Aminoglycosides: Increased risk of hypoglycemia.
Calcium and iron salts reduce absorption of alendronic acid.
Calcium citrate and vitamin D3: Absorption of some drugs may be modified due to the presence of calcium in high doses, that is why these medications should be taken 1 or 2 hours from the calcium citrate/vitamin D3 dose.
Alcohol and caffeine intake and tobacco use in high amounts may decrease calcium citrate/vitamin D3 absorption.
Antacids containing aluminum: concomitant use may increase aluminum absorption.
Calcium channel blockers: response of verapamil et.al. to the body may be reduced.
High amounts of food intake with fiber, grains, cereals or phytates may lead to a reduced calcium absorption forming non-resolvable complexes by enteral route.
Calcitonin: Its administration must have 4 or more hours difference from the calcium citrate/vitamin D3 dose.

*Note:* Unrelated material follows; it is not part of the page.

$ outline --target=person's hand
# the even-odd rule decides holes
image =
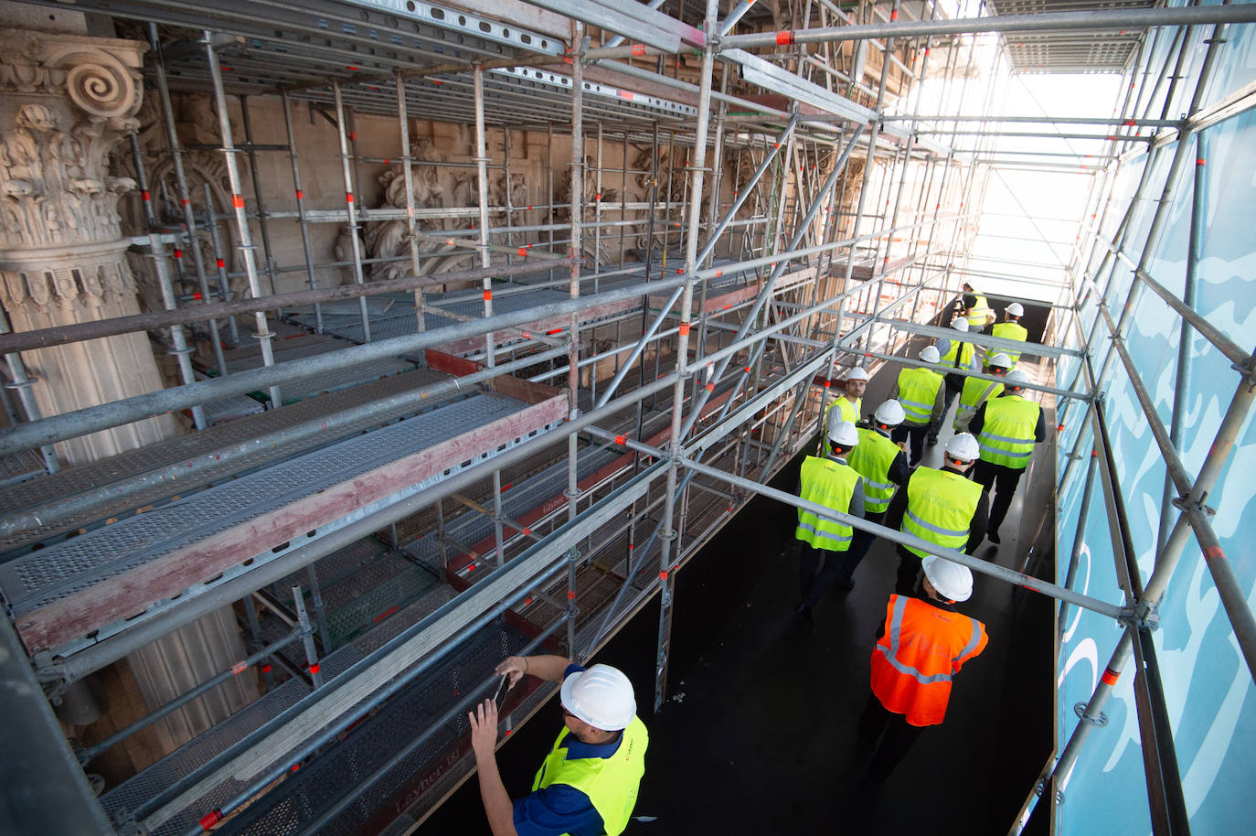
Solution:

Otherwise, hypercalcemia treatment with calcitonin may be antagonized.
Thiazide diuretics: may induce hypercalcemia by reducing calcium excretion.

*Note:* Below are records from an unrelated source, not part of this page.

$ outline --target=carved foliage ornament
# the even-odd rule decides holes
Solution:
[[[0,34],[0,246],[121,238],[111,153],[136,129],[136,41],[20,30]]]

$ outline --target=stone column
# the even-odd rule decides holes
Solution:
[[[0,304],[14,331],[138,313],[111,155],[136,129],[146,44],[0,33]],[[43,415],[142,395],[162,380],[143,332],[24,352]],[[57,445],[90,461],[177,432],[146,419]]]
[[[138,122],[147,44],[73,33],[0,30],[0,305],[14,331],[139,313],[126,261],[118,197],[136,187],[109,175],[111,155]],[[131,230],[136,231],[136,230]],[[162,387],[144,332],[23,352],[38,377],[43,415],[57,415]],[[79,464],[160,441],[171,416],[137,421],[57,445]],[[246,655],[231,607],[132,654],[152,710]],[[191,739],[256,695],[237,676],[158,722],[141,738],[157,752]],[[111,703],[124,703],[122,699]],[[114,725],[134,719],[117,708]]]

Estrogens: increases calcium absorption.
Bisphosphonates: calcium citrate/vitamin D3 can decrease absorption of bisphosphonates. Patients are advised to take bisphosphonates at 30 minutes before calcium citrate/vitamin D3 dose.
Phenytoin: reduced bioavailability of both. Doses of calcium citrate/vitamin D3 and phenytoin should be taken at least 2 hours apart.
Fluoroquinolones: absorption may be reduced due to its chelation effect, thus reducing quinolone concentrations in serum and urine.
Sodium fluoride: forms non-resolvable complexes decreasing absorption of both. These medications should be administered 2 hours apart.
Cellulose sodium phosphate: its co-administration may diminish the effect of cellulose sodium phosphate for the prevention of hypercalciuria.
Potassium phosphate - sodium phosphate: concomitant use may increase the potential of calcium deposits in soft tissues if serum calcium is high.
Iron: decreases absorption of calcium supplements. These medications should be administered 2 hours apart.
Gallium nitrate: reduces calcium levels in the blood.
Calcium or magnesium-containing preparations: serum concentrations of calcium or magnesium may increase in patients with renal failure leading to hypercalcemia or hypermagnesemia.
Dairy products: excessive and long concurrent use with calcium supplements may result to milk-alkali syndrome.
Sodium bicarbonate: excessive and long concurrent use with calcium supplements may result to milk-alkali syndrome.
Tetracyclines: its absorption may be reduced by the formation of non-resolvable complexes or increase in gastric pH. These medications should be administered 1 to 2 hours apart.
Vitamin A: doses higher than 7500 RE or 25000 IU daily may stimulate bone loss and counteract the effects of calcium supplementation and may cause hypercalcemia.
Vitamin D, calciferol and calcitriol, in large doses may result to an increase intestinal absorption of calcium.
Serum phosphate: (laboratory tests) shows a decrease from normal levels on prolonged calcium administration.
M05BB05 - alendronic acid, calcium and colecalciferol, sequential ; Belongs to the class bisphosphonates, combinations. Used in the treatment of bone diseases.
Pack 8 tab/blister [composed of 1 Weekly (round) FC tab + 7 Daily (oval) tab] x 1's.